If there’s this long period of pre-commitment, you can get rid of relationships you don’t want before you marry. Maybe we’ll see happier marriages.
What’s something compelling you learned from last year’s survey?
We found three ways that singles are courting: Either they’re starting with just friends and they’re really getting to know someone before they kiss them; another way is a friends-with-benefits relationship; and a third is having a date with somebody. People are dating less.
In my day a date was a look-see. These days you get to know somebody quite a bit before the first date. By the time you’re on your first date you’re actually saying, “I’m somewhat interested with you, let’s see how this goes.”
Was anything surprising?
We asked men, “How would you feel if a woman asked you out?” Ninety-five percent of men would be happy to have a woman ask them out. Only 13 percent of women would be willing to do that.
What’s the hardest part of this job?
Analyzing all of that data over Christmas. I open my presents and then go to my desk while other people are dancing, cooking, exercising.
Gourav Rakshit, chief executive of Shaadi.com
Why was Shaadi created?
In the ’90s we had seen a lot of urbanization, and a lot of folks were starting to move away from their family homes. A lot of displacement. It became more difficult for parents to identify the right matches for their kids.
The internet was just coming into its own, it seemed like a good time to start a business where people could do matchmaking for themselves instead of relying on their relatives.

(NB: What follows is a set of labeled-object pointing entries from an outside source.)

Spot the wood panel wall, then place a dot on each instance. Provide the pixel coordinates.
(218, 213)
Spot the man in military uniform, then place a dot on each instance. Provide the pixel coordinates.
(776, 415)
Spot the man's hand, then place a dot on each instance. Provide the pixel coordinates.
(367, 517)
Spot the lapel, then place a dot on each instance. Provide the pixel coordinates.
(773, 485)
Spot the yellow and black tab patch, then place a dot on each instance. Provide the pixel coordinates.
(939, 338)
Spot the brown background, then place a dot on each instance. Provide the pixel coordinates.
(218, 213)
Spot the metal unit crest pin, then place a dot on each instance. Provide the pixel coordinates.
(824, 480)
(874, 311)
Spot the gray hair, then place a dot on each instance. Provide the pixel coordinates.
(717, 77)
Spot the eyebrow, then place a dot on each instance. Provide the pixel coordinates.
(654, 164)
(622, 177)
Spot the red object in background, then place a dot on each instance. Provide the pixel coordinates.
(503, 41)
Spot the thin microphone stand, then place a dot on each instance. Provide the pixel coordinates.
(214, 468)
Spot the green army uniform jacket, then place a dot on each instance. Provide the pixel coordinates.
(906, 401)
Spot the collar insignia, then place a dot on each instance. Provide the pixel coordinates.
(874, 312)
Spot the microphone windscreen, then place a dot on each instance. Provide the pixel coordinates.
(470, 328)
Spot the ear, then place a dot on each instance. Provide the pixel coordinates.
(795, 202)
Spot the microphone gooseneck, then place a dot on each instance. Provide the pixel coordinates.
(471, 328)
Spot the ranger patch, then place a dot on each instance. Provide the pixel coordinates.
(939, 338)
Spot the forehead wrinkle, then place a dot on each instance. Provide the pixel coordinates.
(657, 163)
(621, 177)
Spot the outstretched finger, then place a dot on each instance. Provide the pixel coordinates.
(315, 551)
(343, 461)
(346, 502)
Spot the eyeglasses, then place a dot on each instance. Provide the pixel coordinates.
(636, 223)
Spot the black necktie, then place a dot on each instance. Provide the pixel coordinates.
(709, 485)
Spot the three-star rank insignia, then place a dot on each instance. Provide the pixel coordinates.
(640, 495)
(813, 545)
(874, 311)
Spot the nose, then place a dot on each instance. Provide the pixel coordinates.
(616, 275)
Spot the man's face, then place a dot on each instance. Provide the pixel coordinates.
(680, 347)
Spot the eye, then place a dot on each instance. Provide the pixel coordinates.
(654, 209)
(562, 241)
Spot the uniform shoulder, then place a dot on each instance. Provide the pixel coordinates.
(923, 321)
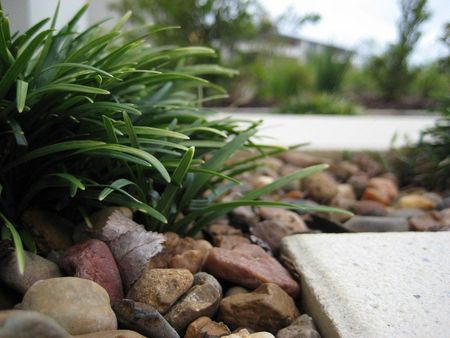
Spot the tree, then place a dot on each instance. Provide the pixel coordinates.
(391, 71)
(216, 23)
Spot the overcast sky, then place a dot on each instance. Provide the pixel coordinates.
(367, 26)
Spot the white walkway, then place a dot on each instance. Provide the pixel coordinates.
(368, 132)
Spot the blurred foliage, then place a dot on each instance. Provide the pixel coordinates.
(218, 23)
(279, 78)
(390, 70)
(321, 103)
(330, 67)
(427, 163)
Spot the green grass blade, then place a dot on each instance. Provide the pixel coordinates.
(150, 131)
(69, 87)
(74, 183)
(178, 176)
(21, 95)
(54, 149)
(215, 163)
(20, 253)
(116, 185)
(20, 64)
(281, 182)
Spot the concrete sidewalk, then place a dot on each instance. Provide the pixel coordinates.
(328, 132)
(370, 285)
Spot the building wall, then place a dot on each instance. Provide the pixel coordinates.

This changed who’s driving, but the decision was still very much a family process. Once they found compatibility, the family would be involved.
Individuals can make their profiles. Parents can make them. The parents are accessing the accounts at different times and they give their thoughts on who the individual is connecting with. We let people know that this is a profile created by a parent or an individual.
Does Shaadi ever get more deeply involved in the matchmaking process?
For about 10 percent of the business, we play the role of matchmaker. We help these people identify the right matches, but then we go further, we play the role of go-between where we have counselors for the members.
What’s your favorite Shaadi story?
The nicest stories are typically people you would not expect to get married, like a man who was 72 and a 63-year-old woman who found each other. They had gone beyond all the things people generally look for. All they wanted was someone who would be a companion.
Every now and again we get some of these stories where people have met against all odds. They had been widowed for a long time and their kids convinced them to find a companion. I think they opted for the personalized service. We explained that there’s no guarantee that at that stage we could do something for them.
How can users optimize their profiles?
You want to write it in a way that makes you look attractive. The nature of the internet is that it’s snacky. You don’t want to turn away someone who could be right for you. People on Shaadi look for the One, as opposed to someone you can take out on the weekend.
I also tell people not to embellish. In India, because it’s such a family business, everybody is connected to each other with two or three degrees of separation. For most marriages, they will do some background checking. Accept that that’s going to happen. There’s no point in going beyond what’s true.
How has Shaadi changing the courting process in India?
Of the matches we have, one in three end up meeting face to face. There’s a lot of conversations before the meeting on our platform. Once you talk to a person on the phone, sometimes that doesn’t work out. You will meet seven or eight people in person. Back in the day, it was more like 30.
The regular matchmaking process can get very stressful. People put out the word. After the initial three or six months, everybody starts asking, “What’s wrong with her?” It should be a much more private decision and not so much in the public domain. A matchmaking platform gives the women so much more voice.
How many people are using Shaadi and where?
We sign up around 15,000 every day. Our spread is kind of like the spread of the South Asian diaspora.
The U.S. is our second biggest market. In the U.S. people will use Shaadi to find the right date. It’s not really a dating website, but they will go on dates. But even there, it’s very clear they’re looking for the One, not someone to have a casual date with. They still want to know, “Can I be with this person for keeps?”